Yes, it's really difficult to say. I mean, if you read some of the literature, with some of the agents. And we can tell you from some of our own assays. You can get very different answers depending very much on the assays that are done. So I know there's several different IC50s published for things like hydroxychloroquine and even remdesivir.
These are and remdesivir is certainly a direct antiviral. We just don't have great assays yet as far as Sharon mentioned on the call, it's very difficult to get a good model now for sales for SARS CoV for killing with, with our drug because of course we are very good at killing cancer cells. And most of the cell lines that are used in these viral as our immortalized cancer cells, which we do a fine job. So discerning whether we are actually having in any viral effect, whereas the anticancer effect is difficult. And that's one reason we haven't been able to give direct answer.
That all said, as, as Doctor. Shaka mentioned, there have been several publications recently where selinex area is clearly interfering with the normal viral program, meaning when a virus infects the cell, it changes the transcriptional profile of a cell in order to get that cell working for the virus. And we come in, we're one of the so called hub proteins that comes in and actually interferes with that, that entire reprogramming of the cell. And we're hopeful that that'll have direct antiviral effects.
Thank you. And then maybe I missed this, but are you excluding any co morbidities in the trial?
We're only excluding comorbidities, in the sense that it might affect the safety of the patient. I mean, in general, this is a very liberal protocol, we allow creatinine clearances down into the severe range to 20 cc per minute much as we did in our cancer trials. We allow some mild hepatic dysfunction and so on, but we're basically trying to allow patients real patients to come in to the study to the extent possible.
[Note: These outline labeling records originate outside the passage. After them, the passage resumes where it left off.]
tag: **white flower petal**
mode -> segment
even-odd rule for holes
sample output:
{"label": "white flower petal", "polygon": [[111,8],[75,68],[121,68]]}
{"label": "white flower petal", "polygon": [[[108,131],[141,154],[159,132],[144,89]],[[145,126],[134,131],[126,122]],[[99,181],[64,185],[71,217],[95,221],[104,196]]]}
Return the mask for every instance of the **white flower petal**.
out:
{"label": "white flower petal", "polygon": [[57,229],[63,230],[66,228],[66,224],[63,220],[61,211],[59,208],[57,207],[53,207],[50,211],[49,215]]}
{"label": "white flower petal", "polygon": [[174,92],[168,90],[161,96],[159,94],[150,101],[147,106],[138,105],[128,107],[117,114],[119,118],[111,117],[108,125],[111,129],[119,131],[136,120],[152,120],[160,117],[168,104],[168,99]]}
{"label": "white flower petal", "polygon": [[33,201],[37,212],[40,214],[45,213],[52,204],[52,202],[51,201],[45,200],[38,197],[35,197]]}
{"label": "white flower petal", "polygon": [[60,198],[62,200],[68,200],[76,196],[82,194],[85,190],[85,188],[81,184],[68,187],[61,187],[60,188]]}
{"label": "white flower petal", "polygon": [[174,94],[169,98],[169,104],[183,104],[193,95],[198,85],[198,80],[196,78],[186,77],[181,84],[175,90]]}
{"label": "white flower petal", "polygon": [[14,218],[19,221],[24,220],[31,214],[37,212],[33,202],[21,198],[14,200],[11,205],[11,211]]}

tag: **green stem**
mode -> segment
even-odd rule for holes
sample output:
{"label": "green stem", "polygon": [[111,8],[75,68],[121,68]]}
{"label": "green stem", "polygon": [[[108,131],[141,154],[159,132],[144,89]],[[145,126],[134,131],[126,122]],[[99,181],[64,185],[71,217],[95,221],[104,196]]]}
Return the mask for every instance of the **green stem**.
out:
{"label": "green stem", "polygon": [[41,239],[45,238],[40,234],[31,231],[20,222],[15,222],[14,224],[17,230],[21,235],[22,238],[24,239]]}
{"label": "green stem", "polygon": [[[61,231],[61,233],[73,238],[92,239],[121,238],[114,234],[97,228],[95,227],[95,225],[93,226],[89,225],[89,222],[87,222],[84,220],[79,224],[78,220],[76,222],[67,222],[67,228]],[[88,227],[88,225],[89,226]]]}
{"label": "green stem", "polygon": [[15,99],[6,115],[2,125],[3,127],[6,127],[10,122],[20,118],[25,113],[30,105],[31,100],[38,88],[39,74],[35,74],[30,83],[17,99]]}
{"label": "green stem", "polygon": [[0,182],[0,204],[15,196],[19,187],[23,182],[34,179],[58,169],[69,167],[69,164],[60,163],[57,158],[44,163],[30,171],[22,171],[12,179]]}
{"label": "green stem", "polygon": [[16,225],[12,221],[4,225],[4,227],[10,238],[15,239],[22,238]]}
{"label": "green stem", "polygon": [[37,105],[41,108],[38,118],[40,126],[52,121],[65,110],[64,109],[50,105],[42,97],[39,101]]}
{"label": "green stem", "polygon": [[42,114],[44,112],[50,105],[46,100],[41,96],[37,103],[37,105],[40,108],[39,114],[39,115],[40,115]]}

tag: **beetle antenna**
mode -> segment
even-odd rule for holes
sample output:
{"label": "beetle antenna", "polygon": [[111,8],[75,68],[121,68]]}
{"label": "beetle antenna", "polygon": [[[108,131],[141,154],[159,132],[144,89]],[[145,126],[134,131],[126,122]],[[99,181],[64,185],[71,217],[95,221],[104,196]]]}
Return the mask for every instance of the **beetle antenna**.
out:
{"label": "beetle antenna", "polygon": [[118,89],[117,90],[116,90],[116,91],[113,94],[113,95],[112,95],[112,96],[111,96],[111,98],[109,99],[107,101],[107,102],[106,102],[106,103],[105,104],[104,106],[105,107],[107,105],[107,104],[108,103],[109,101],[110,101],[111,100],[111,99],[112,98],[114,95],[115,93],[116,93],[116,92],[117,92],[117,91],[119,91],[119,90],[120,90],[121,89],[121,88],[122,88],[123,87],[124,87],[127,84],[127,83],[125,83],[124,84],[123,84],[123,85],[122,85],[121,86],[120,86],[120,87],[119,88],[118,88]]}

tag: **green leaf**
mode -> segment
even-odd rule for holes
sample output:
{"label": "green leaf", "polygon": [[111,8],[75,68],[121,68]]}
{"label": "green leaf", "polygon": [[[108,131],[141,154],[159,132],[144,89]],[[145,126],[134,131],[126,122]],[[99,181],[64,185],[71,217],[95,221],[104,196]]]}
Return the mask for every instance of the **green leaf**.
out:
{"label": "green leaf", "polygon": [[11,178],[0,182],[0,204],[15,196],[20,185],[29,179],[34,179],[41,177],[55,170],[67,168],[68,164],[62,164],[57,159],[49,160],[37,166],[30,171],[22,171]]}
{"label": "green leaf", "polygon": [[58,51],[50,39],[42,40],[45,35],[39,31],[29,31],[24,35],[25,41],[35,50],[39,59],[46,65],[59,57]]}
Great. And then where should we think about initial data?
Yes, we really can't say at this point honestly. The trial should initiate the 1st patient in the next 1 to 2 weeks. And then we'll update you when we can and we'll give much more clarity once things get off the ground. And hopefully this pandemic is starting to see some light at the end of its tunnel winding down, but there's still a lot of patients to treat. So we'll keep you posted, Peter.
I just can't give you any better answer than that.
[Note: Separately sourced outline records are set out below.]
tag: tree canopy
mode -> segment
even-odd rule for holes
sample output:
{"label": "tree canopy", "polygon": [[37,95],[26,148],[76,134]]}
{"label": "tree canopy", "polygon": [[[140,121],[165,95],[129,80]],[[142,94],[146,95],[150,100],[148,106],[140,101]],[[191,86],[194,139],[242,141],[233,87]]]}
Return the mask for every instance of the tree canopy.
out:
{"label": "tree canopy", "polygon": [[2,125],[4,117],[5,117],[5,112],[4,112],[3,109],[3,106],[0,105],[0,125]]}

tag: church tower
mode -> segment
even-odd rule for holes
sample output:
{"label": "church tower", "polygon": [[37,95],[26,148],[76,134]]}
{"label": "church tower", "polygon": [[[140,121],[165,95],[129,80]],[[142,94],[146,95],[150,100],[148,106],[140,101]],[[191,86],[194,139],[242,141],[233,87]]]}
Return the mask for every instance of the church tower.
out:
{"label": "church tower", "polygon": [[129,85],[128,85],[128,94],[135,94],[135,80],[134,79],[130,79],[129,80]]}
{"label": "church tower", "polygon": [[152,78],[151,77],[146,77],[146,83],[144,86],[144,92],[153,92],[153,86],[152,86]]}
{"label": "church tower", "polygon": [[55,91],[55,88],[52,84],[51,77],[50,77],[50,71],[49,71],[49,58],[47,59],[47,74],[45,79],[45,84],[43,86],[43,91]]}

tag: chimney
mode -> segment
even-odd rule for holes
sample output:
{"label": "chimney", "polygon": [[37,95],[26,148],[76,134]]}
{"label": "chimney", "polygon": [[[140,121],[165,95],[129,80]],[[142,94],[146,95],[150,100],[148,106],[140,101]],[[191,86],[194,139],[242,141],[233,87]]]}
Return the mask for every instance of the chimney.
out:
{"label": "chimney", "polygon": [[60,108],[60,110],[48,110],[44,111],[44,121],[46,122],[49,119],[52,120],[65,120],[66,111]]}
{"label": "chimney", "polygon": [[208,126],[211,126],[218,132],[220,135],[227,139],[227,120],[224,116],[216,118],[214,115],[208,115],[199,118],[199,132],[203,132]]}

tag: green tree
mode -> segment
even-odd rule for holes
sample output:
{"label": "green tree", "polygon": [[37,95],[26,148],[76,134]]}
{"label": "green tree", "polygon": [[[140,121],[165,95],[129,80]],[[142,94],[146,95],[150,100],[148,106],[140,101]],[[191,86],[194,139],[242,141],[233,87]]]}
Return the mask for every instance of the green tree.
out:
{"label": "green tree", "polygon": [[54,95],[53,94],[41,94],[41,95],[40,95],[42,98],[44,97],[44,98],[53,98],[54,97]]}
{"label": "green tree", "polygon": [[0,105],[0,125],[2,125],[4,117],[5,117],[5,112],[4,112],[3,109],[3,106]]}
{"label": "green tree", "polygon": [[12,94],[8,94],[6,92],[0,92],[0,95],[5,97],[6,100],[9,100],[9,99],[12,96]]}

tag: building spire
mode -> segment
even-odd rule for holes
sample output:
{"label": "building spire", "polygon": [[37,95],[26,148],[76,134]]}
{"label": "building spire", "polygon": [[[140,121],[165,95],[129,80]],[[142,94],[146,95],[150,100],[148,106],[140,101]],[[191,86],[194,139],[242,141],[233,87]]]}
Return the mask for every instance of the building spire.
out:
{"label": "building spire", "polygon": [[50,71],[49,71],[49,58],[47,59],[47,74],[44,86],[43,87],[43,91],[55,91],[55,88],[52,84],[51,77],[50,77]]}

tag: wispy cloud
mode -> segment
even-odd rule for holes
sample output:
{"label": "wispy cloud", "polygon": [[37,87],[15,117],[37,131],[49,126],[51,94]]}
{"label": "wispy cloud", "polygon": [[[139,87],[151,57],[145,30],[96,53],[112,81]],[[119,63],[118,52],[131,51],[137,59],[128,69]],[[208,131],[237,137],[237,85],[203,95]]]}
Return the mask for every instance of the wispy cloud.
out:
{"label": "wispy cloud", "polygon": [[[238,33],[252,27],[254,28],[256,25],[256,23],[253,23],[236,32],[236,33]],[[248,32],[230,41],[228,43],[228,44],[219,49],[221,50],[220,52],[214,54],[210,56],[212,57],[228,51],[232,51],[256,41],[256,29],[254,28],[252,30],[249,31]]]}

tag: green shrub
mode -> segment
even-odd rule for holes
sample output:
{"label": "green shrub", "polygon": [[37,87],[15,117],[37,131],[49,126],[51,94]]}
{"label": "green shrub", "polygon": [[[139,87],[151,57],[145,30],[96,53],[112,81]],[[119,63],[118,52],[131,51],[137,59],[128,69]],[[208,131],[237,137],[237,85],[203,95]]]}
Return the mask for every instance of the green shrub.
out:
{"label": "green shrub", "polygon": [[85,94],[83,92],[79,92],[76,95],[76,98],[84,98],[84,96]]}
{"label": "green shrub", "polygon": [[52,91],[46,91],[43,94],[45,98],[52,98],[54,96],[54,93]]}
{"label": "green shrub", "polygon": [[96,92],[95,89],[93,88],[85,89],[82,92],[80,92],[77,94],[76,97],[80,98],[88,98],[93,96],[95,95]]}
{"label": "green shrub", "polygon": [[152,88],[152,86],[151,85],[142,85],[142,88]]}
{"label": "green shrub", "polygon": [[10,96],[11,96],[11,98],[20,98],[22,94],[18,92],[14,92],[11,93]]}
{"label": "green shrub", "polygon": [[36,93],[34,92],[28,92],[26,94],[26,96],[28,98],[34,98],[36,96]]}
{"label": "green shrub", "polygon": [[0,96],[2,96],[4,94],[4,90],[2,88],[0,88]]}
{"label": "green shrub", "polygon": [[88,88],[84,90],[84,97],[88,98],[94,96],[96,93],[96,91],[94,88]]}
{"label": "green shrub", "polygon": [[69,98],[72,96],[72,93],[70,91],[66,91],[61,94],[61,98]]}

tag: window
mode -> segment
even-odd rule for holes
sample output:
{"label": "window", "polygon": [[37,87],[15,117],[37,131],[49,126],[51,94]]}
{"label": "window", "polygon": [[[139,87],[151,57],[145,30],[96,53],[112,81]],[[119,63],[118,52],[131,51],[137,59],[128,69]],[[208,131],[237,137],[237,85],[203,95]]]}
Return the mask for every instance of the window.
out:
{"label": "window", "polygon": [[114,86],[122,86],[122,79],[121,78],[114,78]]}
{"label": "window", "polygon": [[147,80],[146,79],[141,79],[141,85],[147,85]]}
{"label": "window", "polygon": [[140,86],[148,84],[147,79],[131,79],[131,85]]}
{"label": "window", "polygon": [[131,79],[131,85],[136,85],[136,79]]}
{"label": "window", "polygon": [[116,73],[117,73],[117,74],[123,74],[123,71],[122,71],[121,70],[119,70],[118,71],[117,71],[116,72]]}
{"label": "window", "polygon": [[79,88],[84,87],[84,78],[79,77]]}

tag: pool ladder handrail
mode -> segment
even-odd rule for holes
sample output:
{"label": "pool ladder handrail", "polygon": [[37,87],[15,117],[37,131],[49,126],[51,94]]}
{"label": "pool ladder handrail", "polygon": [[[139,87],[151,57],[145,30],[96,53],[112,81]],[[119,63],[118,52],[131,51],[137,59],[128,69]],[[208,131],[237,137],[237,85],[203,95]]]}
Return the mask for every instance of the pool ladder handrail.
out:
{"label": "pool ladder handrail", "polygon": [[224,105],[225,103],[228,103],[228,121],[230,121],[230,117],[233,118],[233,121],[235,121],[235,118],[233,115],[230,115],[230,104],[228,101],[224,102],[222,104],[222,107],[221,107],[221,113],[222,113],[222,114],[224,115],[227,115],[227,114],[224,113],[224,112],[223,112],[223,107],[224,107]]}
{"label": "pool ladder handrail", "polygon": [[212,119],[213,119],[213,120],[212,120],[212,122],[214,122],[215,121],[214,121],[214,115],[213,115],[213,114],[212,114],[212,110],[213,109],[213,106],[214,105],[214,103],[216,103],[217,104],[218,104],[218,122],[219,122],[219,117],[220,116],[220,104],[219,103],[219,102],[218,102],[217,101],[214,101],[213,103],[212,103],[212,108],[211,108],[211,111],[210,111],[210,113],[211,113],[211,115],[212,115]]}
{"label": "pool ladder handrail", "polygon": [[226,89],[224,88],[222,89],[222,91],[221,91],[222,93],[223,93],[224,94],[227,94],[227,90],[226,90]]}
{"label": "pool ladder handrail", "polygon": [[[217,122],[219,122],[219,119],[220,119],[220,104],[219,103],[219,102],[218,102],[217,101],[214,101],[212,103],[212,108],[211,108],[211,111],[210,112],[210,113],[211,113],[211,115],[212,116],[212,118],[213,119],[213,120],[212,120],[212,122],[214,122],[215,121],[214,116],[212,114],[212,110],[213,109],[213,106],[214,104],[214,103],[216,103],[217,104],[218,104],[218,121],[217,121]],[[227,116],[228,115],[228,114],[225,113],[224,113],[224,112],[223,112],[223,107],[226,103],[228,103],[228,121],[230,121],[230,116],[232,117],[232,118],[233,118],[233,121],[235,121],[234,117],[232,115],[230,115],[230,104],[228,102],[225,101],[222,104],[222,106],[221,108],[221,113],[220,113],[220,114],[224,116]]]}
Got you. Thank you so much. Appreciate it.
Thank you. And our next question will come from Arlinda Lee with Canaccord. Please go ahead.
Hi, Ari. Thanks for taking my questions. I was curious about you mentioned, drug drug interactions. I'm wondering If you're going to allow combinations with other COVID treatments, and how flexible your protocol is, I mean, everything is moving so quickly, as you said, I'm just curious.
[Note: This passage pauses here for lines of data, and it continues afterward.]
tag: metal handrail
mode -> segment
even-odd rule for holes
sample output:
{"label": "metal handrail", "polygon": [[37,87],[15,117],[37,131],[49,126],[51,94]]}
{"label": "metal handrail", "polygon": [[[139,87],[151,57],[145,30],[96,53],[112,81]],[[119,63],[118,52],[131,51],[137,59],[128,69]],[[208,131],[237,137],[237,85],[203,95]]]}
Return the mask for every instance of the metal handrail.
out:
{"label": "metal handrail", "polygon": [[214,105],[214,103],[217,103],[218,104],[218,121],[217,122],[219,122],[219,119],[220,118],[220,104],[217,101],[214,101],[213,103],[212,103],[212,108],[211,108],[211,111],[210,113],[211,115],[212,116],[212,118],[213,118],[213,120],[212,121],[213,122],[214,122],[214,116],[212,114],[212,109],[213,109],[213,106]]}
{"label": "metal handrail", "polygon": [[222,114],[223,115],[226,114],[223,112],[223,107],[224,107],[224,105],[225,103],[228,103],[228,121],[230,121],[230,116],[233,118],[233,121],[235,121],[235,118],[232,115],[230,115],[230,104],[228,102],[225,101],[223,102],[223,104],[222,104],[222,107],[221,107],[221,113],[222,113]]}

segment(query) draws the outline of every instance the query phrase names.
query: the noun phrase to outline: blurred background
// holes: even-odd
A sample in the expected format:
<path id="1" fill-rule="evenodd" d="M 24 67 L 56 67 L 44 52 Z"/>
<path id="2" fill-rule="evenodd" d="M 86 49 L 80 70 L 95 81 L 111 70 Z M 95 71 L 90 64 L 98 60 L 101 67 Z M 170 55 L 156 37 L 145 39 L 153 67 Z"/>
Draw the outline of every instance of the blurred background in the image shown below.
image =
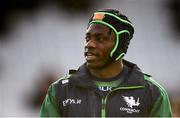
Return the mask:
<path id="1" fill-rule="evenodd" d="M 179 0 L 1 0 L 0 116 L 38 116 L 48 86 L 84 63 L 87 22 L 101 8 L 132 21 L 125 59 L 153 75 L 180 116 Z"/>

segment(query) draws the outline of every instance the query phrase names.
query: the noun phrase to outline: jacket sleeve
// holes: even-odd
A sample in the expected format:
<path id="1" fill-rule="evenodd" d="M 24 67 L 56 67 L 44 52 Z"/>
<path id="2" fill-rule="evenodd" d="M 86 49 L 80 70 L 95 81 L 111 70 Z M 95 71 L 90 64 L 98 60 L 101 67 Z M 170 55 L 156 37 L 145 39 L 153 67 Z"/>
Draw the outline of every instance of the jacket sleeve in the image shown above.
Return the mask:
<path id="1" fill-rule="evenodd" d="M 60 117 L 61 114 L 58 109 L 55 87 L 55 84 L 50 85 L 48 93 L 41 106 L 40 117 Z"/>
<path id="2" fill-rule="evenodd" d="M 153 105 L 150 117 L 172 117 L 171 105 L 165 90 L 161 91 L 161 95 Z"/>

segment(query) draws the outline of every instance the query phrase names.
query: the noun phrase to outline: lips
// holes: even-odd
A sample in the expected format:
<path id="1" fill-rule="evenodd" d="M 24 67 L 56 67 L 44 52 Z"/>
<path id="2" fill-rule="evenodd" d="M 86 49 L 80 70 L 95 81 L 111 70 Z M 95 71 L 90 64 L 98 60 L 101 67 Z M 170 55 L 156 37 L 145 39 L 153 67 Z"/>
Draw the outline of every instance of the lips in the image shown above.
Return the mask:
<path id="1" fill-rule="evenodd" d="M 97 58 L 97 54 L 93 52 L 85 52 L 85 58 L 87 61 L 93 61 Z"/>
Yes, we are, we are, I think, I try to address this So we are allowing patients to come in on experimental, I mean, pretty much everything's experimental these days, anti inflammatories and or antiviral agents We will try to take care of any potential imbalances through the randomization stratification procedure. And our analyses And we've discussed this with many people. Our analyses will take into account what patients were on at baseline.
Thank you. Speakers, I'm showing no further questions in the queue at this time. I would now like to turn the call back over to CEO, Michael Kaufman for any further remarks.
Well, thanks everybody for joining today's call. Go out there. Be safe and we look forward to updating you on our progress as soon as we can. Bye bye.
Ladies and gentlemen, this concludes today's conference call. Thank you for your participation. You may all disconnect and have a wonderful day.